Für die Vermessung der Pflanzen, die sogenannte Phänotypisierung, müssen die Pflanzen angezogen und unter individuellen Bedingungen kultiviert werden. Vielfach wird über die Lichtquelle auf das Wachstum Einfluss genommen – über die Lichtfarbe oder -Intensität (rotes Abendlicht oder grelles Mittagslicht) oder über die Nähe zur Lichtquelle. Dies beeinflusst das Wachstum und die Vitalität der Pflanzen, auch indirekt über ihre Temperatur. In der Ausstellung werden aktuell beforschte Nutzpflanzenarten präsentiert, bei denen untersucht wird, wie sie sich mit ihren spezifischen Eigenschaften noch besser für den Klimawandel oder das zunehmende Bevölkerungswachstum eignen könnten. Erbse, Bohne und Winterweizen werden vor allem als Nahrungsmittel genutzt. Miscanthus spielt bei der Entwicklung von innovativen Produkten für die Baustoffindustrie oder als Plastikersatz eine wichtige Rolle. Moderne Weizensorten haben teilweise einen Verlust an ursprünglichen Eigenschaften, die heute wieder wichtig wären. Alte Sorten wie Emmer könnten helfen, wieder mit weniger Nährstoffen wie Nitrat optimale Erträge zu liefern und widerstandsfähiger zu werden.
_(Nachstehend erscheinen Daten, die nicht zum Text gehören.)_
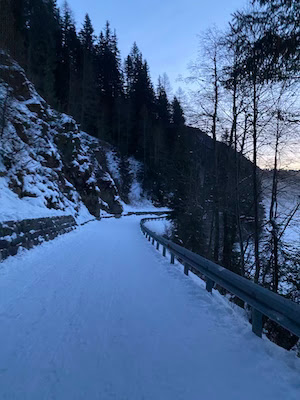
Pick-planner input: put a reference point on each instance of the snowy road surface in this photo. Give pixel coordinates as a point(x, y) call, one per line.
point(99, 314)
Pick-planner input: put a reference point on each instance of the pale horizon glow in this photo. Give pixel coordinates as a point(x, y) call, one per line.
point(165, 31)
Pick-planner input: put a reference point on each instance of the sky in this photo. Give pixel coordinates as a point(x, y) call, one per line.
point(165, 30)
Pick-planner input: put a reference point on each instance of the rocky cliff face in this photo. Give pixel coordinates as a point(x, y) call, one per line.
point(47, 165)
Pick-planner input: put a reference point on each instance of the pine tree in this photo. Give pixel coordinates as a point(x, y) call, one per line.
point(88, 77)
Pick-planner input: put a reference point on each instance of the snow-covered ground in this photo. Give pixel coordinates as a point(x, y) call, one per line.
point(161, 227)
point(100, 314)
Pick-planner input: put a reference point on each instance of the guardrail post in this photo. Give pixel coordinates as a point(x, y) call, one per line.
point(186, 269)
point(257, 324)
point(209, 285)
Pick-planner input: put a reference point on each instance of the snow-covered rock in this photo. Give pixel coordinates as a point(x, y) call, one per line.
point(48, 166)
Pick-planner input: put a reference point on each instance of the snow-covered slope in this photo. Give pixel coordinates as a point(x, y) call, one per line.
point(47, 165)
point(99, 314)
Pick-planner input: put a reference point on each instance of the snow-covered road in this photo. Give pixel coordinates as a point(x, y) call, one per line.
point(99, 314)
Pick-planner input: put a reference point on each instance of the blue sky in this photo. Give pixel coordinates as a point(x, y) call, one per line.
point(165, 30)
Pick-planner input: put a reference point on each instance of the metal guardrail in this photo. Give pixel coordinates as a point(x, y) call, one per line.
point(262, 301)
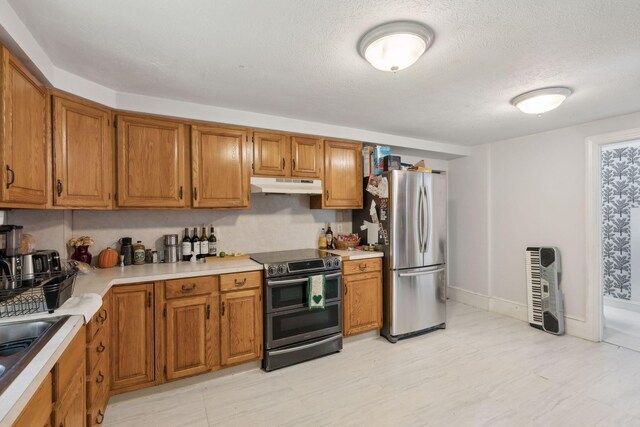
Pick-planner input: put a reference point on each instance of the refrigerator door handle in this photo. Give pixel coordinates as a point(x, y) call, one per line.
point(422, 273)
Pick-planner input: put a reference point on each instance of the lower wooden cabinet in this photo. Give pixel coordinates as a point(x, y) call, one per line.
point(39, 410)
point(362, 300)
point(132, 337)
point(241, 326)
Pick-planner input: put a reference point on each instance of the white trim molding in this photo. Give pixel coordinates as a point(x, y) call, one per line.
point(594, 321)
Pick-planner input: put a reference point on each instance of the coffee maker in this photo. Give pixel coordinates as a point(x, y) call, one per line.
point(11, 256)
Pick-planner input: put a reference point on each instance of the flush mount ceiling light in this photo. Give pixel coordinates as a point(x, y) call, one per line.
point(541, 100)
point(396, 45)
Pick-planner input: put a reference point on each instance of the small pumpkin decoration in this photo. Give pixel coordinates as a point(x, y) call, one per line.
point(108, 258)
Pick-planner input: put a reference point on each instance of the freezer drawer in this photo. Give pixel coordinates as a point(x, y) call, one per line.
point(418, 299)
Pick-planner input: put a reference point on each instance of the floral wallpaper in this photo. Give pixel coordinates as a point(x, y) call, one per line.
point(620, 193)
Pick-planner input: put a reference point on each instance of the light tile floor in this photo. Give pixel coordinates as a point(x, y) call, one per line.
point(622, 327)
point(484, 369)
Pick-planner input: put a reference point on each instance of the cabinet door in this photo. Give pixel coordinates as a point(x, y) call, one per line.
point(343, 175)
point(25, 155)
point(151, 159)
point(192, 335)
point(362, 306)
point(306, 157)
point(271, 154)
point(241, 326)
point(83, 154)
point(71, 410)
point(132, 337)
point(220, 170)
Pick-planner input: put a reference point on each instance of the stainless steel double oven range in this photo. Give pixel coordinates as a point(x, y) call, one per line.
point(292, 332)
Entwicklung vom Wilden Emmer zu modernen Weizensorten

Die Weizendomestikation fand vor ca. 12.000 Jahren im Fruchtbaren Halbmond im Norden der arabischen Halbinsel statt. Der wilde Emmer war die Urform, aus dem der erste domestizierte (= zur Kultursorte überführte) Weizen hervorging. Rund 2000 Jahre nach diesem Ereignis führten die Völkerwanderungen und die Ausbreitung der Landwirtschaft zu einer Ausbreitung des Emmer-Anbaus nach Europa. Im Laufe der Zeit entstanden aus dem Emmer die modernen Weizensorten wie der Hartweizen (eingesetzt für Teigwaren, Nudeln) und Weichweizen (eingesetzt z.B. für Brot). Moderner Weizen unterscheidet sich vom wilden Emmer zum Bespiel durch größere Samen oder aufrechteres Wachstum und kürzere Samenruhe. Der Prozess der Domestikation hat aber zu einem Verlust von genetischer Vielfalt geführt. Moderne Sorten bringen hohe Erträge, wenn ausreichend Dünger (insbesondere Nitrat) vorhanden ist. Problem: Nitrat ist im Bodenwasser löslich und das Nitrat, das nicht von den Pflanzen sofort aufgenommen wird, wird mit dem Regen ins Grundwasser ausgewaschen. Um die Belastung des Grundwassers zu reduzieren, müssen die Düngemengen reduziert werden. Hier kommen alte Sorten wie Emmer ins Spiel, die mit weniger Dünger gut zurechtkommen. Durch Einkreuzung von Emmer in moderne Sorten können neue Sorten gezüchtet werden, die mit weniger Nitrat optimale Erträge liefern und zudem widerstandsfähiger sind. Auch Eigenschaften der Wurzeln, die für die Düngeraufnahme zuständig sind, können mit einfließen. Dies ermöglichen moderne Verfahren (wie Rhizotrone), mit denen das Wurzelwachstum zerstörungsfrei beobachten und vermessen wird.